Uganda

I’ve heard back from the Peace Corps and I’m leaving for Uganda in a little less than a month. There’s about a bijillion ideas and emotions going through my head and they’re creating a traffic jam trying to get out onto the written page. I’m excited of course and shocked of course. From the research that I’ve done, Uganda only has dial-up Internet. I’m going to have to do my best to keep a blog out there, but the posts might come in waves if I’m stationed out in a rural area with no electricity (a strong possibility). In the meantime, I’m going to jam the web with as much multimedia as possible.

Why am I going into the Peace Corps? I like humanitarian work and I like traveling. It will also be a once in a lifetime opportunity for me to do some documentary filmmaking, if I can pull it off. Those are the simple answers. Here’s an essay I wrote for my application:

“Many people die at twenty-five, but aren’t buried until they are seventy-five,” Benjamin Franklin once wrote. At the time of this writing, I am twenty-five. It’s not that I’m a particularly dull person, but over the last couple of years I’ve started to pass the time in a comfortable kind of routine. It’s not a bad thing. Almost all of my friends my age are beginning to do it as well. We have all found a pattern in life that works for us. Pretty soon we’ll all be confirming our choices of lifestyles by settling down, starting families, and drifting happily ever after into old age.

It sounds pleasant, but I’m not satisfied. Not yet anyway. There’s still plenty I want to see and learn first. The only remedy is to keep growing, but how? My body’s not getting any taller and I’ve been digesting books at a steady rate for sometime now. My desire for self-cultivation is neither physical, nor is it intellectual. The only path left is to expand experientially. I must go out and meet the world.

Although the Earth has always retained the same distance, lately the globe has become a lot smaller. A conversation with America and some countries on the far side of the world once hardly existed as a whisper. Now the slightest news from those areas can stir up an uproar of voices here at home. The face of our country is changing as well. Residents of the most benign landscape of Americana are looking across to the next backyard and encountering an increasingly diverse blend of exotic new neighbors.

This should not come as a shock to us a people. Our present situation has been shaped by the same ideal that the United States was founded upon. To ignore our growing intimacy with other cultures would stunt our growth as a country.

Our world is shrinking by the minute. Given the choice, I’d rather expand than contract. America’s presence is everywhere in this world, whether one favors this or not, that’s how the situation stands. The question cannot be one of attendance or absence. Instead, we must ask ourselves how we should continue to develop relationships beyond our borders. Likewise, the world’s cultures make up America. We are a nation of immigrants. America’s ancestries represent every country on this planet. We are a democracy and we must continue to remember that everyone has a stake here.

I have come to the conclusion that to develop as an individual and as an American I must spend some time outside of this country, not as a tourist or a traveler, but as a global citizen.

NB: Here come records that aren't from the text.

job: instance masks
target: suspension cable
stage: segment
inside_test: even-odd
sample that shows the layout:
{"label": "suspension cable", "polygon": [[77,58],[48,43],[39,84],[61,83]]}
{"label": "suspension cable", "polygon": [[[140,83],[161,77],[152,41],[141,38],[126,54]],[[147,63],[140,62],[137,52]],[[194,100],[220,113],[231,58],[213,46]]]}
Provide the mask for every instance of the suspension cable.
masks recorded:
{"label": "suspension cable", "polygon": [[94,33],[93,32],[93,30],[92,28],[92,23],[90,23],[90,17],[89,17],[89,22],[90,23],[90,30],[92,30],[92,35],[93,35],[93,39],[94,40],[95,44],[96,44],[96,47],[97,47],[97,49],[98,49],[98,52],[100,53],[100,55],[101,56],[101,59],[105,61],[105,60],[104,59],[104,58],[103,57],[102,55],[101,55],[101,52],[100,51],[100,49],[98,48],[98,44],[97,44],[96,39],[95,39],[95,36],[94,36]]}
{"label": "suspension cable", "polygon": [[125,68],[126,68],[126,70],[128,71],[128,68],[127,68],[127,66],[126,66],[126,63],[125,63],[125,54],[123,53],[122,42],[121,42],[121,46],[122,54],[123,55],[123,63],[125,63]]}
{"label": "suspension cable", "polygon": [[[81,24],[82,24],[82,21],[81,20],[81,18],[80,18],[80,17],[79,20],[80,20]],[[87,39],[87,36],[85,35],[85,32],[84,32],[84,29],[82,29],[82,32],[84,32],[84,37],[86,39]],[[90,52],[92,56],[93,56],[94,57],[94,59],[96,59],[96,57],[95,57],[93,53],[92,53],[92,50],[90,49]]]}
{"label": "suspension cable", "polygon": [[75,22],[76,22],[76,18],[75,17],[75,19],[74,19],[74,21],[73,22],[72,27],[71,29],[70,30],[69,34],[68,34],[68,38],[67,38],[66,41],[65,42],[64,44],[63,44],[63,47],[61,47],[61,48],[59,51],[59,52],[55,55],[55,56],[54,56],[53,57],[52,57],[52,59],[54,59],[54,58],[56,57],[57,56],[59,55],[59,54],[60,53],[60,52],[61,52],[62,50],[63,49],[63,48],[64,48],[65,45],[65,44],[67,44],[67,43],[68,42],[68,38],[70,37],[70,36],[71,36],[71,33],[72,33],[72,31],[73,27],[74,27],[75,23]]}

Only then will I have the insight to make judgments for myself and for the future United States that I will inherit when I return.

The program lasts for a little over two years. I’m going to be doing Public Health with a focus on HIV/AIDS work. To be honest, I feel kind of naive going into this whole experience. I don’t really have a reference point to work from. My biggest fears, thus far, are how to deal with the inevitable culture shock and how to protect and use my video equipment. In the next month I’m going to use this blog as a bulletin board for any Uganda related info that I can find.